Nigeria’s huge shortfall in housing and massive state spending on infrastructure is causing robust growth in this sector.
Although the construction industry is a relatively small player in terms of Nigeria's gross domestic product, it is a very active sector that is sure to also benefit from double-digit growth in the tourism, retail and manufacturing sectors.
Four factors are contributing to an unprecedented boom in the construction and property sectors: massive demand for buildings across all sectors of the economy; the focus on infrastructural development by state and federal governments; the adoption of privatisation and commercialisation as instruments of federal government policy; and the tightening of regulations relating to how business is done in Nigeria.
Strong steps to stamp out corruption, previously rife in the construction industry, have already been undertaken. Stricter building and land-use development rules have helped to boost investor confidence.
Other constraints in the construction sector include a shortage of skilled manual labour, the relatively high cost of hiring staff at managerial level, the shortage of building materials like cement and the unstable political situation in the Niger Delta region.
Despite these inhibiting factors, there has been decent growth in the sector with some projections anticipating average expansion by 15% to 17% by 2012. Although this would make the construction industry worth more than $60 billion, it would still barely register in terms of its overall contribution to Nigeria's GDP.
Nigeria has a housing-stock shortage of approximately 16 million units. Only 10% of the population are homeowners and millions of citizens live in substandard accommodation with little access to basic services.
Acquiring land in Nigeria can be a complicated exercise, with unscrupulous 'developers' not averse to 'selling' land that is in fact state land already earmarked for a highway. The crucial Certificate of Occupancy was previously difficult to obtain, with state governors playing a big role in disbursement. Potential investors had to wait for long periods to have it issued.
But with the recent reforms in the sector, the document, now with unique security features, can be issued in as little as two weeks. The Kwara State government has also successfully installed a computerised land record system with survey digital equipment through the Kwara Geographic Information System (KWAGIS). This has made the documentation process very efficient and accurate. The reforms have been replicated in States across the country, effectively capturing and storing comprehensive information on all land transactions.
These enabling measures have greatly encouraged private developers to partner with the Kwara State administration in property development. As part of efforts to further stimulate investment, an embargo on the issuance of Certificate of Temporary Occupancy has been lifted.
The housing shortage has created a rental market that beggars belief. Tenants can pay up to five years rental in advance to secure an apartment. In upmarket areas, like Victoria Island in Lagos, annual rental for a three-bedroomed apartment can run up to $500 000.

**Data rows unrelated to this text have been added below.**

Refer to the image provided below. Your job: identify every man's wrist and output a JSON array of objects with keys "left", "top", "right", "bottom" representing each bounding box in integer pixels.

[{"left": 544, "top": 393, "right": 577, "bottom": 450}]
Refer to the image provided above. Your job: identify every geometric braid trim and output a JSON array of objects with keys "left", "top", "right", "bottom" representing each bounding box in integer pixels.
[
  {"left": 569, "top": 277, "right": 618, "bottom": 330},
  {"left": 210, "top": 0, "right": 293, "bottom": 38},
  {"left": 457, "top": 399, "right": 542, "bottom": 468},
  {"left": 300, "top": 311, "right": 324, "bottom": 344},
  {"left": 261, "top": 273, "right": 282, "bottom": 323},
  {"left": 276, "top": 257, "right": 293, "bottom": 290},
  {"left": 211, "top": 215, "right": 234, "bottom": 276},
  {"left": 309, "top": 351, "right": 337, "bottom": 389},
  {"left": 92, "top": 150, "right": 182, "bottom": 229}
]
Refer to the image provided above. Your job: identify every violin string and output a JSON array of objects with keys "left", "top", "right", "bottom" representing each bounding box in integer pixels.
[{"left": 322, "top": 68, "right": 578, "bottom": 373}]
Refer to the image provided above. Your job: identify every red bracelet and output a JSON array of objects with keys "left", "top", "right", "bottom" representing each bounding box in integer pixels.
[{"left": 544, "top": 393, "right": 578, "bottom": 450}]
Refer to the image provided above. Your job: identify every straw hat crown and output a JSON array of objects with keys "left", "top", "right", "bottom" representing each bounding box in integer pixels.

For people in poorer communities, state-led housing projects represent their best chance through the revitalised Federal Housing Authority. In 2008, the Federal Mortgage Bank released $521 million for estate development, where the price to the customer may not exceed $43 000.

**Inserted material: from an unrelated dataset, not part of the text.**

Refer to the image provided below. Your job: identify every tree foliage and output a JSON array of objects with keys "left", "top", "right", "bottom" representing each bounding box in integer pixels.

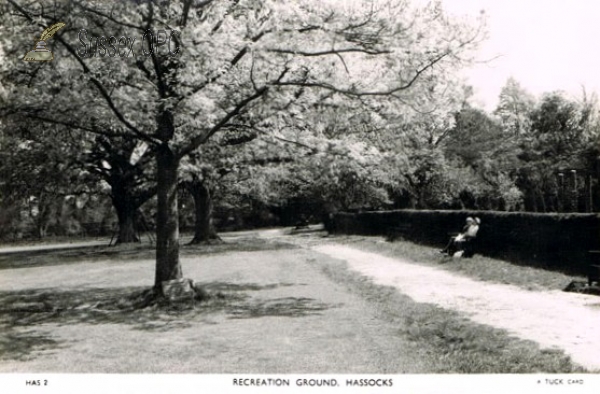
[{"left": 1, "top": 0, "right": 485, "bottom": 293}]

The government of Kwara State is attaching particular importance to public-private partnerships, and is actively looking for private investors to partner with, especially in the area of housing delivery. The administration realises that government lacks expertise when it comes to business and therefore wants to tap the private sector's skills and experience.
Several private companies have commenced work providing housing in public-private partnerships. These companies include International Business Bureau (Royal Valley Estate, Kulende), Delnot (Harmony Estate, Akeerebiata), TY Bamidele (Amoyo) and Greenaco (Airport Road).
Available investment opportunities in the State include the provision of housing in the new Government Residential Area located at Budo Osho in the state capital Ilorin.
In Nigeria's commercial property there is likewise a shortage, and when good-quality properties are developed (for a warehousing or retail operations), 100% occupancy rates are routinely achieved well before the completion of the building.
The federal government's ambitious economic goals will continue to bolster this sector. Investment has historically been state-led and, with vast plans to transform the infrastructural landscape, this is likely to remain the case. However, private investments in retail, manufacturing and tourism have also stimulated the construction industry.
Although there are hundreds of construction companies in Nigeria, few have the capacity to cope with really large projects. State governments have been active in the construction sector: CAT Construction won a $497 million contract to build a stadium for Ebonyi while HALCON Nigeria built the accompanying road network and parking facilities.
The latest 10-year forecast from Global Construction Perspectives and Oxford Economics says growth in Nigeria’s construction industry would be the fastest in emerging markets. The sector has gained new impetus from the expansion of cement companies, as they up capacity to cope with the country’s critical infrastructure and housing needs.
According to the forecast, infrastructure will help drive growth as emerging countries upgrade their transport systems, utilities and buildings.